Kommentar zur Berlin-Wahl: Noch nicht AfD-Land

Berlin hat gewählt. Es deutet alles auf einen neuen, rot-rot-grünen Senat. Ein Kommentar von Hagen Strauß.

Das Wahlergebnis in Berlin lässt sich nicht so einfach auf andere Bundesländer oder gar den Bund übertragen. Nirgendwo sonst liegen so viele Parteien nah beieinander, was zuallererst mit dem speziellen Berliner Biotop zu tun hat. Die Menschen, die in der Stadt leben, sind so vielfältig und unterschiedlich wie die Probleme, die es in Berlin gibt. Das spiegelt das Wahlergebnis deutlich wider.

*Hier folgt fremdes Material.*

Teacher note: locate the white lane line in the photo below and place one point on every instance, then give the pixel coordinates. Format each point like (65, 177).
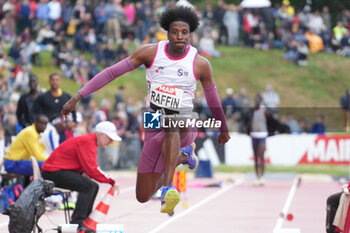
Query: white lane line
(124, 190)
(286, 206)
(196, 206)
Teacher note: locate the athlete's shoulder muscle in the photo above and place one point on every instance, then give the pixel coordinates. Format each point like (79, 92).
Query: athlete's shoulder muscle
(203, 69)
(144, 55)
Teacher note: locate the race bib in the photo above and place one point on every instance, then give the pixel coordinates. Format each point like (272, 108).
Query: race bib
(165, 96)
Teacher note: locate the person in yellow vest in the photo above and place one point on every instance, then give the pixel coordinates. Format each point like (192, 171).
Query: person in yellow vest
(26, 144)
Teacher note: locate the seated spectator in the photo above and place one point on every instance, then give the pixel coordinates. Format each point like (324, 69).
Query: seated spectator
(26, 144)
(21, 83)
(318, 127)
(93, 69)
(122, 51)
(292, 124)
(109, 55)
(345, 45)
(15, 50)
(91, 40)
(45, 35)
(315, 41)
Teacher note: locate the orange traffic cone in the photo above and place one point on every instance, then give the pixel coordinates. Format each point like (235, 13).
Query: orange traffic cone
(98, 214)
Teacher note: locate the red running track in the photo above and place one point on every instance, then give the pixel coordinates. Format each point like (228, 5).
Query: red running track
(238, 207)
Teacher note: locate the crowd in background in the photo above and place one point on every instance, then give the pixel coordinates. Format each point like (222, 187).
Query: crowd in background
(71, 32)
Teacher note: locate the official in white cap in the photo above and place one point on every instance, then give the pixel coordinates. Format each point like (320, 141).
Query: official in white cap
(74, 162)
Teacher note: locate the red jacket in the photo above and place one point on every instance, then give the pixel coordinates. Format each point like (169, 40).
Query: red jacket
(77, 154)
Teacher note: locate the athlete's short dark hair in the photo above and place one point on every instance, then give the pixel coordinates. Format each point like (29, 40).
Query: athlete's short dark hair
(179, 13)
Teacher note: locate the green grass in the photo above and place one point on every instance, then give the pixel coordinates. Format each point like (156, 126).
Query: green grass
(335, 170)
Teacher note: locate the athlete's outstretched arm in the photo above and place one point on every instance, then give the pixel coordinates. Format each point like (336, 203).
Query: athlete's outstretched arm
(204, 73)
(143, 55)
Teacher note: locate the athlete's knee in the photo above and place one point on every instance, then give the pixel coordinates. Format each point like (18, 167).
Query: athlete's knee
(142, 197)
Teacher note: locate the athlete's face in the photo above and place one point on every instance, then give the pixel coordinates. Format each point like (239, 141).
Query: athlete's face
(103, 140)
(179, 34)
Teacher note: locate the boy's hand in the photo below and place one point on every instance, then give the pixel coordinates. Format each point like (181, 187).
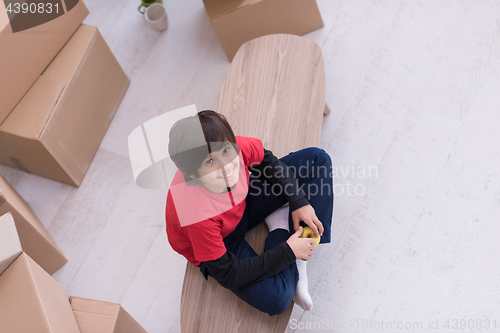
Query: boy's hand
(301, 247)
(307, 214)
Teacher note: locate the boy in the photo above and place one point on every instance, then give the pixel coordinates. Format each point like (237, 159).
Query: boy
(213, 200)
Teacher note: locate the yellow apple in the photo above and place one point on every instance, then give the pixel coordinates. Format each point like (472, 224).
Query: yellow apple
(308, 233)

Aus dem Stand heraus hat es die AfD wieder in ein Landesparlament geschafft, und zwar zweistellig. Freilich sind die Rechtspopulisten unter den eigenen Erwartungen geblieben. Sie konnten die Union nicht überholen, auch keine andere etablierte Partei. Die Mobilisierung der Menschen, die sich in langen Warteschlangen vor den Wahllokalen gezeigt hat, hat sich diesmal offenbar gegen die AfD gewendet. Deutschland ist also noch lange nicht AfD-Land.

Die rot-rot-grüne Option, die in Berlin nun möglich ist, wird die Debatte über eine solche Koalition im Bund beflügeln. Der Druck auf SPD-Chef Sigmar Gabriel wird jedenfalls wachsen, auf diese Konstellation zu setzen. Denn sie könnte der Strohhalm für die SPD sein, wenn es um die Macht geht.

Für die Union ist die Wahl indes ein neues Debakel. Seit Monaten ist sie auf Talfahrt. Nach den Urnengängen in Rheinland-Pfalz, Baden-Württemberg und Mecklenburg-Vorpommern ist die Berlin-Wahl in diesem Jahr der vierte Rückschlag für Kanzlerin Angela Merkel. CSU-Chef Horst Seehofer hat bereits am Wochenende erneut heftig gegen Merkels Flüchtlingspolitik gewettert. Für die Kanzlerin wird es immer enger.